A ideia partiu de três recém-licenciadas em Enfermagem — Ana Monteiro, Núria Mena e Salomé Galvão — em colaboração com a bolseira de investigação Inês Almeida. O projeto venceu a 2.ª edição do Concurso de Projetos de Ignição e Provas de Conceito da ESEUC, enquadrado no programa de transferência de tecnologia INOVC+.
Ana Monteiro detalha que o aparelho multifunções “reduz a dor, assegura a quantidade adequada de sangue e diminui erros e repetições do procedimento”. O seu funcionamento é descrito como simples, sendo complementado por uma aplicação móvel que regista automaticamente resultados, histórico clínico, data e hora.

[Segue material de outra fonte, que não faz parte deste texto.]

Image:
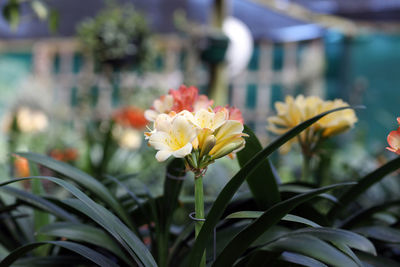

A aplicação utiliza códigos de cor para interpretação dos valores e permite o contacto com profissionais de saúde.
“A caneta inovadora incluirá inscrições em braille, garantindo acessibilidade a utilizadores invisuais”, sublinha a promotora. O prémio atribuído, no valor de aproximadamente 2 800 euros, destina-se a elevar o nível de maturidade tecnológica do projeto, atualmente no patamar 2. Os fundos serão aplicados até julho de 2026 num plano experimental que inclui o desenvolvimento de um protótipo funcional, testes preliminares, ajustes técnicos e validação experimental.
Paralelamente, foi distinguido no mesmo concurso o projeto “SENESUIT: Fato de Simulação Biomecânica e Neurofisiológica do Envelhecimento Senescente”. Concebido por cinco docentes e investigadores da ESEUC — Alberto Barata, Isabel Gil, Paulo Costa (promotor principal), Maria de Lurdes Almeida e Pedro Parreira —, o fato visa simular de forma graduável e mensurável as limitações funcionais do envelhecimento, aproximando-se de padrões fisiológicos reais.
Paulo Costa explica que o sistema integrará componentes pneumáticos de rigidez variável, sensores e módulos de estimulação neuromuscular, coordenados por software próprio. “Pretende-se que o ‘SENESUIT’ ajude o utilizador a compreender como a acumulação gradual de alterações biomecânicas e neuromusculares condiciona a mobilidade, a segurança e a autonomia da pessoa mais velha”, afirma. O fato dirige-se prioritariamente à formação de estudantes e profissionais de saúde e sociais, mas poderá também ser usado em programas de capacitação de cuidadores informais.
O apoio financeiro a este projeto ronda os 3 200 euros, a desembolsar até julho de 2026 para o desenvolvimento de um protótipo semifuncional. Este passo é considerado essencial para a transição do conceito para uma demonstração funcional controlada, pavimentando o caminho para validação técnica e desenvolvimento futuro.
O INOVC+, projeto considerado estratégico para a região Centro, envolve 23 entidades parceiras e é liderado pela Universidade de Coimbra. A sua quarta edição, com duração de dois anos e meio, conta com um investimento de 4,1 milhões de euros, cofinanciado a 85% pelo Centro 2030, Portugal 2030 e pela União Europeia.